He made the remarks after chairing a high-powered meeting focussed on research and development in the area of alternative fuel. The meeting was held last night. Central government’s Principal Scientific Advisor K Vijay Raghavan, Niti Aayog CEO Amitabh Kant, Highways Secretary Giridhar Aramane and senior representatives from DRDO, ISRO, CSIR and IITs besides Minister of State for Road Transport and Highways VK Singh participated in the meeting.
“So far work is happening in silos in the area of alternative fuel. We will now work in an integrated and concerted manner bringing together the best technologies. We will also focus on economic viability. We need a policy in this regard and for it we have decided to take an integrated approach,” Gadkari said.

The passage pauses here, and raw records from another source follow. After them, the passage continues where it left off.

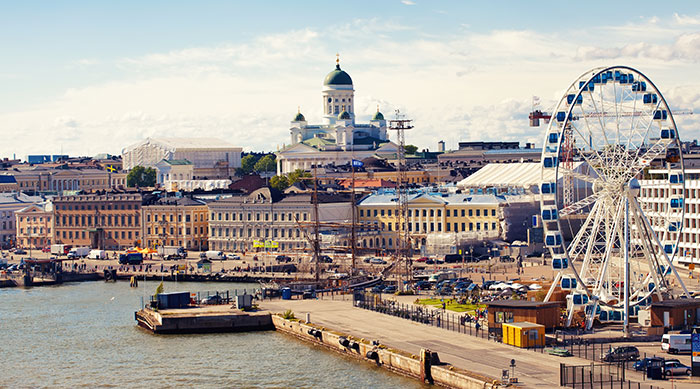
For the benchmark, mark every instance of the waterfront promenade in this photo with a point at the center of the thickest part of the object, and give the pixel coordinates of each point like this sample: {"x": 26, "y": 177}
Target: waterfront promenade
{"x": 533, "y": 369}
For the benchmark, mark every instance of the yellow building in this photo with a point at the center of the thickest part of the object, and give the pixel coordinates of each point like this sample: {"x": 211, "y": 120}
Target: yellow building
{"x": 523, "y": 334}
{"x": 35, "y": 226}
{"x": 449, "y": 215}
{"x": 172, "y": 221}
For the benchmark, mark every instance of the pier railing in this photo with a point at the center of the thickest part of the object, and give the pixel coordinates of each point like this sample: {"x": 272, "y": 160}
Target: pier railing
{"x": 434, "y": 317}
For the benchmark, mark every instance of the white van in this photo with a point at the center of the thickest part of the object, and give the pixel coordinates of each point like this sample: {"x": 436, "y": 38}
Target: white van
{"x": 441, "y": 276}
{"x": 676, "y": 343}
{"x": 212, "y": 255}
{"x": 97, "y": 254}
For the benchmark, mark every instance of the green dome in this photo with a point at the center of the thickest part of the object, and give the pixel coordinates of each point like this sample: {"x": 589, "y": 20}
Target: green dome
{"x": 337, "y": 77}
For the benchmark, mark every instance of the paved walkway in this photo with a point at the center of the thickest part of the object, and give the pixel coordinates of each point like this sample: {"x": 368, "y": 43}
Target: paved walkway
{"x": 533, "y": 369}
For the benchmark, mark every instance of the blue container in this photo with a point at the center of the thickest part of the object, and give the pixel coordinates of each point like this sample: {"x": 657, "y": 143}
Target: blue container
{"x": 173, "y": 300}
{"x": 286, "y": 294}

“Vast scope is there in the area of Lithium-ion battery too despite countries like China dominating in the sector. About 81 per cent of Lithium-ion battery components are available locally and India stands a very good chance for value addition at lower costs. Our mining entities could look for acquiring component assets globally and grab the opportunity as China has occupied 51 per cent but still 49 per cent scope is there,” Gadkari said.
Stressing the need for advanced and concerted planning the Minister said this is one area where there is good scope for becoming the world leader as the automobile sector which has a turnover of Rs 4.5 lakh crore is set to take it to Rs 10 lakh crore in future. The resultant employment generation will be huge and vehicle scrapping policy under which initially one crore vehicles will go for scrapping will result in availability of cheaper aluminium, copper, rubber, steel and other products which will reduce the price of the components.
After going through the presentations from different organisations on different technologies including Lithium-ion, metal-ion, Sodium Sulphur, Hydrogen, Iron Sulphur, Polymer Electrolyte Membrane Cell System, ZincGel, etc, Gadkari said, economic viability is the basis of any successful technology.
DRDO in its presentation showed how technology transfer has resulted in manufacturing of 400 batteries of 120 MW by some institutes and added that mass production could reduce its prices. Niti Ayog said it has collaborated with four IITs including Guwahati and Delhi for research in aluminium-ion battery. Its CEO Amitabh Kant stressed that India should concentrate on lithium-ion alternative batteries and mining sector companies should explore opportunities aborad for acquiring assets in this regard.
Gadkari said next generation batteries will not only minimise vehicular pollution in India but make India a global supplier of EVs and added that two-wheeler makers like Bajaj, Hero Honda and TVS are already exporting 50 per cent of their production, Gadkari said.